Microbial Desalination Cells (MDCs) have emerged as a groundbreaking solution for addressing water scarcity, wastewater treatment, and sustainable energy production simultaneously. In this study, we present an advanced experimental and analytical approach to optimize MDC performance by integrating machine learning predictions, thermal imaging analysis, and electrochemical monitoring under diverse environmental conditions. We conducted five distinct tests using wastewater from urban treatment plants and saline water from the Caspian Sea and the Persian Gulf to examine the interplay of key operational parameters, including salinity, COD, pH, TDS, internal resistance, and polarization behavior. The results reveal several significant insights. Higher initial salinity substantially enhances desalination efficiency, achieving a record salt removal rate of 96 %. We identified an inverse relationship between COD removal and desalination efficiency, indicating a trade-off between organic matter degradation and salt removal.

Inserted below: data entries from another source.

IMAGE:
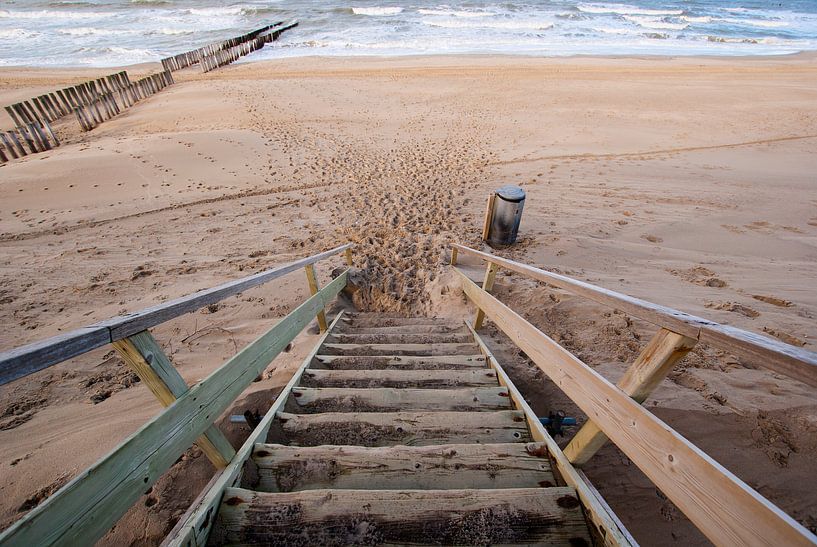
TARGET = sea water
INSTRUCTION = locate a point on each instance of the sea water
(119, 32)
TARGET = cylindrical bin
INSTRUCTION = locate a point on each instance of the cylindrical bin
(507, 214)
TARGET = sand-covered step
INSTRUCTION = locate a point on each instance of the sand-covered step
(399, 349)
(404, 362)
(331, 399)
(380, 321)
(392, 428)
(509, 465)
(344, 328)
(400, 338)
(426, 379)
(513, 516)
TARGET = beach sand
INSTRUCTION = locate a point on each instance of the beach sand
(687, 182)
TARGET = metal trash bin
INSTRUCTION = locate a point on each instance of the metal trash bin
(506, 216)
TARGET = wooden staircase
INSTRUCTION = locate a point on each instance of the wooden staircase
(399, 431)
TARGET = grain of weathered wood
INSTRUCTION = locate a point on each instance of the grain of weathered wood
(754, 348)
(399, 349)
(477, 399)
(513, 516)
(30, 358)
(508, 465)
(390, 428)
(194, 527)
(413, 362)
(607, 528)
(400, 338)
(694, 482)
(143, 355)
(435, 379)
(651, 366)
(83, 510)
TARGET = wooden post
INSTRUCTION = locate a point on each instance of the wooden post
(313, 289)
(142, 353)
(487, 285)
(489, 215)
(653, 364)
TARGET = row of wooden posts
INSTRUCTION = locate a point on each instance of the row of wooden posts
(105, 106)
(221, 53)
(92, 102)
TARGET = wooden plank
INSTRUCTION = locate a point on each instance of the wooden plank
(428, 379)
(400, 338)
(477, 399)
(487, 285)
(399, 349)
(83, 510)
(19, 362)
(651, 366)
(692, 480)
(143, 355)
(608, 530)
(412, 362)
(508, 465)
(31, 358)
(513, 516)
(391, 428)
(754, 348)
(312, 279)
(194, 527)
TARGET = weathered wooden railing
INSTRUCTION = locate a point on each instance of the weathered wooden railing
(84, 510)
(722, 506)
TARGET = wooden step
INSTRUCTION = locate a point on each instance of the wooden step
(542, 516)
(386, 399)
(509, 465)
(380, 321)
(399, 349)
(427, 379)
(406, 362)
(391, 428)
(404, 329)
(400, 338)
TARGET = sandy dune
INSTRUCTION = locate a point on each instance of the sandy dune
(688, 182)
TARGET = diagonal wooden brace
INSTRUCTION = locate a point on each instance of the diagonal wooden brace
(652, 365)
(487, 285)
(142, 353)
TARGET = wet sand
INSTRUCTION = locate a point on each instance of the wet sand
(688, 182)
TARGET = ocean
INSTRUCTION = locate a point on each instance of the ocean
(118, 32)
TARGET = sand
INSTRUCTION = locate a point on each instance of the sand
(688, 182)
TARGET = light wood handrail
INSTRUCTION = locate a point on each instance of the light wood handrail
(755, 348)
(24, 360)
(723, 507)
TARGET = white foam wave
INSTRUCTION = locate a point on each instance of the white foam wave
(655, 22)
(455, 13)
(624, 9)
(490, 24)
(377, 11)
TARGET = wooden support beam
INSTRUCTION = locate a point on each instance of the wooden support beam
(656, 360)
(142, 353)
(82, 511)
(487, 285)
(722, 506)
(312, 279)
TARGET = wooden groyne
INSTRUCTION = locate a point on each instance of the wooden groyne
(225, 52)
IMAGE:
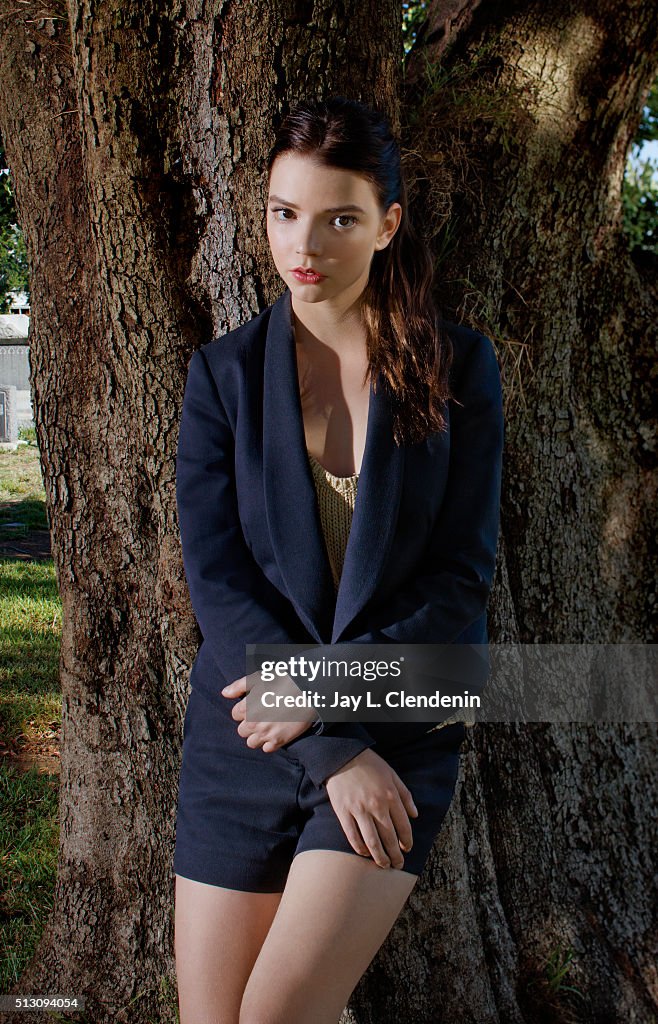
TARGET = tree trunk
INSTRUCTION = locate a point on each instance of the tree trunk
(136, 138)
(136, 135)
(521, 129)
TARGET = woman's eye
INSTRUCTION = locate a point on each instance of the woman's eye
(345, 216)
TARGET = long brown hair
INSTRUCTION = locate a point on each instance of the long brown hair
(404, 335)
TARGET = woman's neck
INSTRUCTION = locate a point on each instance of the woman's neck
(318, 326)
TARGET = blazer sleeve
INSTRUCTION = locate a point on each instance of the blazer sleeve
(233, 601)
(451, 591)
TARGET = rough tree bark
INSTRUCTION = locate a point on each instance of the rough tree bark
(520, 116)
(136, 135)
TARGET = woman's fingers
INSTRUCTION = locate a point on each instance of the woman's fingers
(351, 829)
(381, 839)
(236, 688)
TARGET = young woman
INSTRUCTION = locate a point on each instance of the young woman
(338, 480)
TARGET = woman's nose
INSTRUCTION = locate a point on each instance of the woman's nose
(308, 243)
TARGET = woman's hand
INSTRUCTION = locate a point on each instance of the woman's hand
(374, 806)
(268, 735)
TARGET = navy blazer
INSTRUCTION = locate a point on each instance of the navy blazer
(421, 555)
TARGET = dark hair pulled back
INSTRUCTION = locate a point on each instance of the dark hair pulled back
(404, 336)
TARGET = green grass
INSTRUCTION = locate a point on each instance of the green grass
(30, 716)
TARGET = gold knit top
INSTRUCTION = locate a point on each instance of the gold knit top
(336, 499)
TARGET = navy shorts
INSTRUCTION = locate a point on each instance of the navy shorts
(244, 814)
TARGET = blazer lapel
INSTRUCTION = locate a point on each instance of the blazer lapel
(293, 514)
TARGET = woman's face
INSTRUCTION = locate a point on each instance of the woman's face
(326, 219)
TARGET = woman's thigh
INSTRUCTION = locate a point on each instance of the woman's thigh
(218, 936)
(336, 911)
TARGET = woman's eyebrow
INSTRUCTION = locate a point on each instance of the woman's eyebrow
(333, 209)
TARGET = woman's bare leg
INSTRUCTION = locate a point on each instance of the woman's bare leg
(335, 913)
(218, 935)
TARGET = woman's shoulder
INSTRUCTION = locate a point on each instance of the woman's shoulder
(234, 344)
(466, 340)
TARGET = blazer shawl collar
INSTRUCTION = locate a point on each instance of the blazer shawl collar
(293, 513)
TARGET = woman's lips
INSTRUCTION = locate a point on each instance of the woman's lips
(308, 279)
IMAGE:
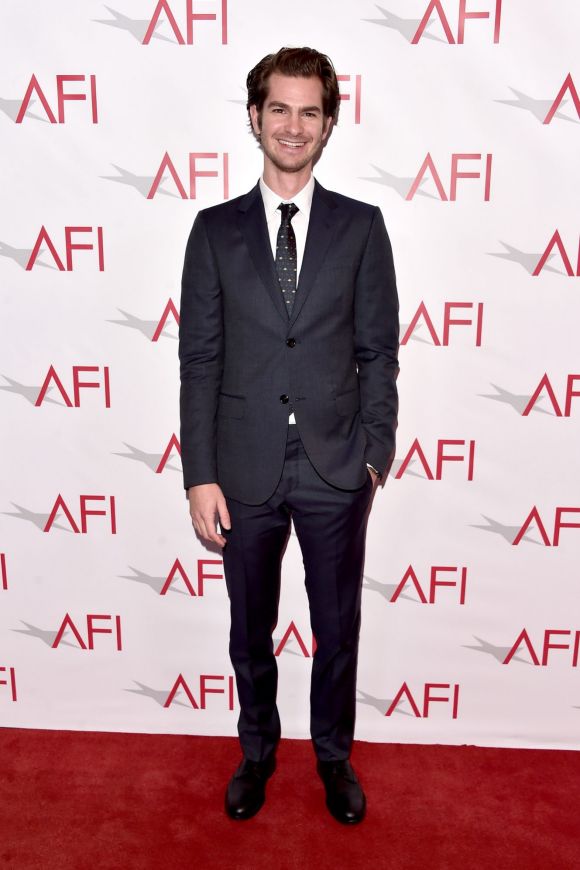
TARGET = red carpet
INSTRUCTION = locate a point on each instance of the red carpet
(133, 802)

Oxygen availability proved to be a critical determinant of MDC performance; its presence increased voltage significantly, peaking at 1099 mV. Power generation reached its maximum at an optimal current density, producing a peak power density of 0.143 mW/cm2.Thermal imaging analysis uncovered a direct correlation between heat distribution, ion migration, and microbial activity, offering valuable insights into system efficiency and energy losses. The integration of machine learning models yielded highly accurate predictions, closely matching experimental data and providing a scalable pathway for MDC performance optimization. Collectively, these findings establish MDCs as a transformative technology for renewable water and energy solutions with strong potential for real-world applications.

Abstract Image

生物废水回收、海水盐水处理及同步发电的微生物脱盐电池综合实验研究:机器学习和热图像处理的应用
微生物海水淡化电池(MDCs)已经成为同时解决水资源短缺、废水处理和可持续能源生产的突破性解决方案。在这项研究中,我们提出了一种先进的实验和分析方法,通过集成机器学习预测,热成像分析和电化学监测在不同环境条件下优化MDC性能。我们使用来自城市处理厂的废水和来自里海和波斯湾的盐水进行了五种不同的测试,以检查关键操作参数的相互作用,包括盐度、COD、pH、TDS、内阻和极化行为。研究结果揭示了几个重要的见解。较高的初始盐度大大提高了海水淡化效率,达到了创纪录的96%的脱盐率。我们确定了COD去除率与脱盐效率之间的反比关系,表明有机物降解和脱盐之间存在权衡关系。氧气供应被证明是MDC性能的关键决定因素;它的存在显著增加了电压,峰值在1099 mV。在最佳电流密度下,发电量达到最大,峰值功率密度为0.143 mW/cm2。热成像分析揭示了热分布、离子迁移和微生物活动之间的直接关系,为系统效率和能量损失提供了有价值的见解。机器学习模型的集成产生了高度准确的预测,与实验数据密切匹配,并为MDC性能优化提供了可扩展的途径。总的来说,这些发现确立了MDCs作为可再生水和能源解决方案的变革性技术,具有在现实世界应用的巨大潜力。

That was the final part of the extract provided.